• 23

     Est-ce que la petite fille que j'ai été serais fière de moi si elle me voyait aujourd'hui? Je ne me souviens plus vraiment de l'image que je m'étais faite de moi-même, grande. Je pensais être brune, une vraie, sûrement un petit peu plus jolie, avec un métier passionnant, des chevaux, des voyages plein la tête. Pas infirmière ni institutrice, mais archéologue, avec un fouet et un chapeau. Au coeur de cette nuit d'automne qui tire sur l'hiver, j'ai préparé le thé de mes séances nocturnes, et je pense. A ce que j'aurais voulu, à ce que l'on m'a dit, quelques fois ou tout le temps, à des visages, à des mots. Certaines choses sont restées immuables mais je peine à en reconnaître d'autres, elles ont pris des chemins que je n'aurais pas pensé arpenter, des routes cachées, des sentiers serpentant entre les dunes.
    Les veilles d'anniversaires me plongent toujours dans ces états intermédiaires, où je suis partagée entre l'attirance du bilan et celle des projets d'avenir, à plus ou moins long terme.
    Je ne crois pas qu'on puisse véritablement se libérer un jour de ses démons. Il m'est arrivé de le penser et même si la perspective était rassurante et confortable à la fois, je comprends peu à peu qu'il ne s'agit que d'une idée, d'un songe. A la faveur de quelques notes de musique, d'un passage de film, d'une scène de jeu-vidéo, ils sortent de l'écran ou des enceintes pour fondre sur moi comme dans les scenari horreur des pires fictions japonaises, celles que l'on ne croit pas une seconde.
    La vie suit son cours, ici. On me reproche de ne plus donner de nouvelles mais qu'a-t-on à raconter lorsque ça va, que ça va tout simplement? J'ai peut être été l'attraction de la semaine à une époque, l'amie qu'on aime bien inviter aux soirées parce qu'elle boit pour oublier, et j'étais marrante sûrement, mais si les gens savaient à quel point ces moments étaient durs.
    Je me souviens de tout. De ma traversée du désert dans ses moindres détails, des quelques oasis, des étendues à perte de vue, des dunes par milliers. Autant d'obstacles qui se dressaient contre mes rares espoirs fugitifs, qui me disaient de lâcher prise, de m'effondrer dans le sable, de fermer les yeux. Et chaque matin, lorsque je me réveillais d'une énième nuit sans songe, je m'effondrais en voyant l'horizon reculer de jour en jour, et rien, rien, aussi loin que ma vue pouvait porter. J'ai avancé sans but entre les mirages et les scorpions, et rien de ce que j'y ai vécu ne me manquera jamais. J'y ai vu les plus beaux couchers de soleil et ces instants mystiques où la voûte se colore de rayons dorés, des aurores boréales et des crépucules constellés de feu, mais rien de tout cela, rien, n'a la moindre importance si ce n'est pas partagé.

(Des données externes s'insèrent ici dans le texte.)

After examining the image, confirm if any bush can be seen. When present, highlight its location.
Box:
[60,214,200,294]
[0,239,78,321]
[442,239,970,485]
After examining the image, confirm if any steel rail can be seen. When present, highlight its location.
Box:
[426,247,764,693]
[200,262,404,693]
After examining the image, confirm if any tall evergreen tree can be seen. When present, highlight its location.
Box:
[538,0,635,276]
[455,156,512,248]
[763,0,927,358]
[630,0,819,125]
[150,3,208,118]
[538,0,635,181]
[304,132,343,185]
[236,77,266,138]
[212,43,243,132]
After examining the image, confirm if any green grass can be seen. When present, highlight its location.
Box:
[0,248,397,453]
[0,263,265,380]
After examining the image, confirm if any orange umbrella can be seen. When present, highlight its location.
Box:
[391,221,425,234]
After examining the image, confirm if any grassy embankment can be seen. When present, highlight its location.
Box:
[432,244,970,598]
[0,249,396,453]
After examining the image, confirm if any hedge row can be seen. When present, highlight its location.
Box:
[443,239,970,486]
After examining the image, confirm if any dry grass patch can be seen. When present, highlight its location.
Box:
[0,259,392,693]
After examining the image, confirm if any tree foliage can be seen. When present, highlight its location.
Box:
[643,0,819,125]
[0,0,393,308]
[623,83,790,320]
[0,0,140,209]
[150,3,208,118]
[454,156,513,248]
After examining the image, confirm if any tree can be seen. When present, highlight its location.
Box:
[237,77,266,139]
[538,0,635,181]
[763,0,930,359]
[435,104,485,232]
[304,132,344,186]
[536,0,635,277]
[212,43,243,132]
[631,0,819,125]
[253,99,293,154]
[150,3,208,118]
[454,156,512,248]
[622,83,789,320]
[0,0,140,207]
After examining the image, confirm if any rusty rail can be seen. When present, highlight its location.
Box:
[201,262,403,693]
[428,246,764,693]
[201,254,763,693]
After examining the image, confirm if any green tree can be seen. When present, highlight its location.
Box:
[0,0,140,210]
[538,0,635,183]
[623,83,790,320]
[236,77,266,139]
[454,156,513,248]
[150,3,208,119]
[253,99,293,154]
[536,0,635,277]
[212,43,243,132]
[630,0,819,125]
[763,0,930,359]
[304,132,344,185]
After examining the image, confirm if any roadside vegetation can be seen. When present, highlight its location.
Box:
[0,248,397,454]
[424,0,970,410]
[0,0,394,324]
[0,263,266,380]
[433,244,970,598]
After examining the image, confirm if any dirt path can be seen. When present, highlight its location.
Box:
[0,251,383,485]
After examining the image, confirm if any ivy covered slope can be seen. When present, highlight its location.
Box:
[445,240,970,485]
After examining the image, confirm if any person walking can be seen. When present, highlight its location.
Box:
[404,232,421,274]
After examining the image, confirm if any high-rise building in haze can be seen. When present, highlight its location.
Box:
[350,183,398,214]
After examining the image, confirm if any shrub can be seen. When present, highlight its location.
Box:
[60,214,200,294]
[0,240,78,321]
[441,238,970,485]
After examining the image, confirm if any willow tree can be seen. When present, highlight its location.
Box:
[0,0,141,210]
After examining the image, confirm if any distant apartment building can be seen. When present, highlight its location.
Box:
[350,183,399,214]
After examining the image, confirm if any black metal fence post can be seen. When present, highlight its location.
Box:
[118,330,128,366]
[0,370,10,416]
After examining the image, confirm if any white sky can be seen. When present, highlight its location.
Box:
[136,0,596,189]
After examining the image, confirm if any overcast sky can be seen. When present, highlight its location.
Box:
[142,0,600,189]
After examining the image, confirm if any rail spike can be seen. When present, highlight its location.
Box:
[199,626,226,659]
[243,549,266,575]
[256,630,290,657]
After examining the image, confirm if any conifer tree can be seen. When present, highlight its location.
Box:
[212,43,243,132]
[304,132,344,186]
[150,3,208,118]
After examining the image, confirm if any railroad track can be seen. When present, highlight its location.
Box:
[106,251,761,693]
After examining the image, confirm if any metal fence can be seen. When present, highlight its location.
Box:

    Ca va. J'ai mes moments de nostalgie bien sûr et quelques désolations, des démons un petit peu plus coriaces ou vicieux que les autres, des notes de musique qui s'accrochent, qui me hantent. Je n'avais jamais mesuré auparavant à quel point les mélodies pouvaient se charger de vie, transporter avec elles des paroles, des moments, des odeurs presque, toutes ces choses qui leur resteront liées jusqu'à la fin des temps. Il y a des chansons que je n'écoute plus. Pourtant j'ai cessé de les sceller dans leur boîte et de détourner le regard comme si elles étaient envoûtées; mon passé est ce qu'il est, je n'ai plus peur de lui désormais, et j'aime me souvenir parfois, comme pour être sûre d'avoir fini par en prendre le contrôle.
    Je me rappelle de ces mois de froid même au coeur de l'été, de ces mois sans âme où les visages défilaient, je ne me souviens plus des gens que j'ai rencontrés à cette époque, aucun n'avait les traits de celui que j'espérais voir à chaque coin de rue. Et puis avec le printemps suivant les jours ont repris des couleurs, le temps a fini par faire son oeuvre, malgré tout ce que j'aurai pensé. Jamais je n'oublierais cette douleur qui, j'en étais persuadée, ne s'effacerait jamais. Elle a fini par partir, elle aussi, le temps l'a recouverte d'une couche épaisse qui l'éloigne chaque jour un peu plus.
    J'ai du mal à me faire à un quotidien fait de bonheur simples et de paroles apaisantes, je n'arrive pas à vivre avec ce que j'ai toujours espéré, mais je sais que c'est mieux ainsi. Est-ce qu'on peut vraiment changer, un jour, être apaisé lorsqu'on a pris l'habitude des coups? J'ai peur de ne pas savoir faire, de reproduire des schémas, que je ne veux plus jamais voir. Je ne veux plus jamais traverser cette étendue désertique et ses pièges à chaque pas, maintenant que j'ai trouvé l'ilôt, j'aimerais arriver à me contenter de ses plages paradisiaques et des cascades cachées en son sein, sans plus jamais ressentir l'irresistible appel du large.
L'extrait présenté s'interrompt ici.